Lea Ziporen, Sylvia Polak-Charcon, D. Amos Korczyn, Iris Goldberg, Arnon Afek, Juri Kopolovic, Joab Chapman, Yehuda Shoenfeld, "Neurological Dysfunction Associated with Antiphospholipid Syndrome: Histopathological Brain Findings of Thrombotic Changes in a Mouse Model", Journal of Immunology Research, vol. 11, Article ID 375864, 8 pages, 2004. https://doi.org/10.1080/10446670410001670526
Neurological Dysfunction Associated with Antiphospholipid Syndrome: Histopathological Brain Findings of Thrombotic Changes in a Mouse Model
The aim of this work was to study the pathological processes underlying neurological dysfunctions displayed by BALB/C mice induced with experimental antiphospholipid syndrome (APS), as we have previously reported. Experimental APS was induced in female BALB/C mice by immunization with a pathogenic monoclonal anticardiolipin (aCL) antibody, H-3 (n=10), or an irrelevant immunoglobulin in controls (n=10).

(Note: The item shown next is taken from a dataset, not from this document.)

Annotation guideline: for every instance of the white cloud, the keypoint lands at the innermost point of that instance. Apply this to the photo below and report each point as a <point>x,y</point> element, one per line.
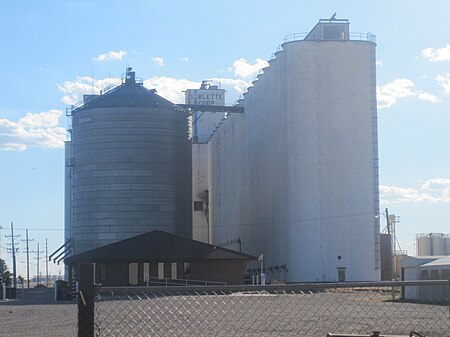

Mice immunized with H-3 developed clinical and neurological manifestations of APS, including: embryo resorption, thrombocytopenia neurological defects and behavioral disturbances. In mouse sera, the titer of various autoantibodies were elevated, including: anti-phospholipids (aPLs), anti-2 glycoprotein-I (β2GPI), anti-endothelial cell antibodies (AECA) and low titer of anti-dsDNA antibodies. Five months after APS induction, mice were sacrificed and brain tissue specimens were processed for hematoxylin and eosin (H&E), immunofluorescence staining and transmission electron microscopy (TEM). H&E staining of cortical tissue derived from all APS mice revealed mild inflammation, localized mainly in the meninges. Prominent IgG deposits in the large vessel walls and perivascular IgG leakage were observed by immunofluorescence. No large thrombi were observed in large vessels. However, EM evaluation of cerebral tissue revealed pathological changes in the microvessels. Thrombotic occlusion of capillaries in combination with mild inflammation was the main finding and may underlie the neurological defects displayed by mice with APS.